Here's a LuaLaTeX-based solution. It provides two LaTeX utility macros -- \ShowNum and \ShowGrNum -- as well as two Lua functions that perform the actual work.

Some comments:

  • Because Lua performs "just" double-precision calculations, you should not use this approach if you intend to show more than about 15 decimal digits. If you do intend to show more than 15 decimal digits, it's necessary to either pre-store the numbers of interest up to some desired level of precision, as is shown in @egreg's answer as well as in the addendum shown below, or to pursue an arbitrary-precision approach such as the one pursued in @ShreevatsaR's answer.

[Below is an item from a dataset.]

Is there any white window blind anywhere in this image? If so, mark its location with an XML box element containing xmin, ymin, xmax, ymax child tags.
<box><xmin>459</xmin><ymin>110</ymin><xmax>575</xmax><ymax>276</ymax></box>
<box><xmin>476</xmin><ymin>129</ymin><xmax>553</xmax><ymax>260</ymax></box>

  • The LaTeX macro \ShowNum takes 2 arguments: The number itself, and the number of decimal digits to be shown. No grouping is performed.

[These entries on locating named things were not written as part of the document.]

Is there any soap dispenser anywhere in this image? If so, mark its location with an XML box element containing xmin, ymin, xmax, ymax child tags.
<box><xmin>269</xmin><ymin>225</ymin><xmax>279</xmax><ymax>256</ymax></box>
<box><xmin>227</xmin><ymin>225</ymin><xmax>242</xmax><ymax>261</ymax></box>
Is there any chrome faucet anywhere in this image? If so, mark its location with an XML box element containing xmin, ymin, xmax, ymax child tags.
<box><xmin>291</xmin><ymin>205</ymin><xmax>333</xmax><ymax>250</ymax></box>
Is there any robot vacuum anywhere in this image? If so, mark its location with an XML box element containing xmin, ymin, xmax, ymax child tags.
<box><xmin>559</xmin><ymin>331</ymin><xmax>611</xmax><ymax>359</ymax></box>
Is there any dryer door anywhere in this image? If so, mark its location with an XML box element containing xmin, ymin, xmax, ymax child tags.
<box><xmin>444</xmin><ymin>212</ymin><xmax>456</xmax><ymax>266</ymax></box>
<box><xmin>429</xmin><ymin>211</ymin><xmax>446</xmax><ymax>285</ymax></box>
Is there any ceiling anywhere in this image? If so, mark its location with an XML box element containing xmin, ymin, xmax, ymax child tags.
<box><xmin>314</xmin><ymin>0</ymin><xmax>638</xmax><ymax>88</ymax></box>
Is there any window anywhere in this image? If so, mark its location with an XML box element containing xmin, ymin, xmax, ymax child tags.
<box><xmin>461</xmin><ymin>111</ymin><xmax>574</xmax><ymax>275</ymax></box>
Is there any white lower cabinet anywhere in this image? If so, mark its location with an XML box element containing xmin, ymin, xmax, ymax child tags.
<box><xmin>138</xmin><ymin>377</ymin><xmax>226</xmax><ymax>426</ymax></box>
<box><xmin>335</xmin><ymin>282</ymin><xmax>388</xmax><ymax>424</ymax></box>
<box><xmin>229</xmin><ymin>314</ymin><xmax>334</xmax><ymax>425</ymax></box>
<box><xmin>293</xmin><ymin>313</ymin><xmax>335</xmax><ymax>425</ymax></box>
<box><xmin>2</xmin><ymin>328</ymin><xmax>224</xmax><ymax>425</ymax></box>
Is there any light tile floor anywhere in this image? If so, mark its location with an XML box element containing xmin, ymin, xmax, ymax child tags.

    • The first argument of \ShowNum can be a constant, e.g., 12345.6789012, or something that can be evaluated meaningfully by Lua, e.g., math.exp(1), math.pi, 2*math.acos(0), or 2*math.asin(1).

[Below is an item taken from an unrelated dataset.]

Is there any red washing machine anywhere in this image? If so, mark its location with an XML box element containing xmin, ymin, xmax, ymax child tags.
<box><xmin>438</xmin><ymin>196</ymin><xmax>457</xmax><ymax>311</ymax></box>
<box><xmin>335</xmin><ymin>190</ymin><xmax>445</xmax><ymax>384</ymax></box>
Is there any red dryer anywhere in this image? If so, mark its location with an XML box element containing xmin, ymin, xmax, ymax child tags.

    • The four arithmetic symbols +-*/ are ok in the first argument; however, don't use ^ (exponentiation) in the first argument of \ShowNum as LaTeX will interpret it as the start of superscript material. In general, be careful lest the first argument contain material that could get expanded by LaTeX in some unanticipated manner.

    • Of course, it's fine for the first argument of \ShowNum to contain LaTeX macros that expand to something that can be handled by Lua.

  • The macro \ShowGrNum takes the same 2 arguments as \ShowNum, plus an optional argument that determines the type of grouping. The optional argument should be an integer (aka a positive whole number). The default value of the optional argument is 3, i.e., the decimal part (but not the integer part) will be grouped in chunks of 3 digits by default. Note that \ShowGrNum allows line breaking after each group of numbers; this is in contrast to the properties of the \num macro of the siunitx package.

enter image description here

% !TEX TS-program = lualatex
\documentclass{article}
\usepackage{luacode}
\begin{luacode}
function PrintNum ( n , m )
   -- n: number to be printed
   -- m: number of decimal digits to be shown
   return string.format ( "%."..m.."f" , n ) 
end   

function GroupNum ( s , g )
   -- s: number whose decimal part should be grouped
   -- g: number of digits in group (say, '3')
   s = tostring ( s )
   local m 
   m = s:find ( "%." ) -- find the integer part of 's'
   if m then -- print integer part first
     tex.sprint ( s:sub(1,m) ) -- no grouping applied
     s = s:sub(m+1)
   end
   -- Apply visual grouping to decimal part:
   while #s > g do
      tex.sprint ( s:sub(1,g) .. "\\hspace{0.1666em}\\allowbreak")
      s = s:sub(g+1) -- discard the first 'n' chars
   end
   tex.sprint ( s )
end   
\end{luacode}
%% Define 2 LaTeX macros:
%%   \ShowNum just prints the number
%%   \ShowGrNum additionally groups the number
\newcommand\ShowNum[2]{\directlua{%
   tex.sprint ( PrintNum ( #1 , #2 ) )}}
\newcommand\ShowGrNum[3][3]{\directlua{%
   GroupNum ( PrintNum ( #2 , #3 ) , #1 )}}

\begin{document}
\ShowNum{math.exp(1)}{15}

$\ShowNum{math.pi}{15}$

\smallskip
\ShowGrNum{math.exp(1)}{15}

$\ShowGrNum[4]{2*math.acos(0)}{15}$
\end{document}

Addendum: Just for fun, here's a version of the LuaLaTeX solution that stores the first 2000 decimal digits of Napier's number. Anywhere from 0 to 2000 digits can be shown via the LaTeX macro \Napier. The macro takes an optional argument: the number of digits in each group. (The default grouping number is 3.) As in the answer above, the grouping is performed with the help of Lua's powerful string.sub function.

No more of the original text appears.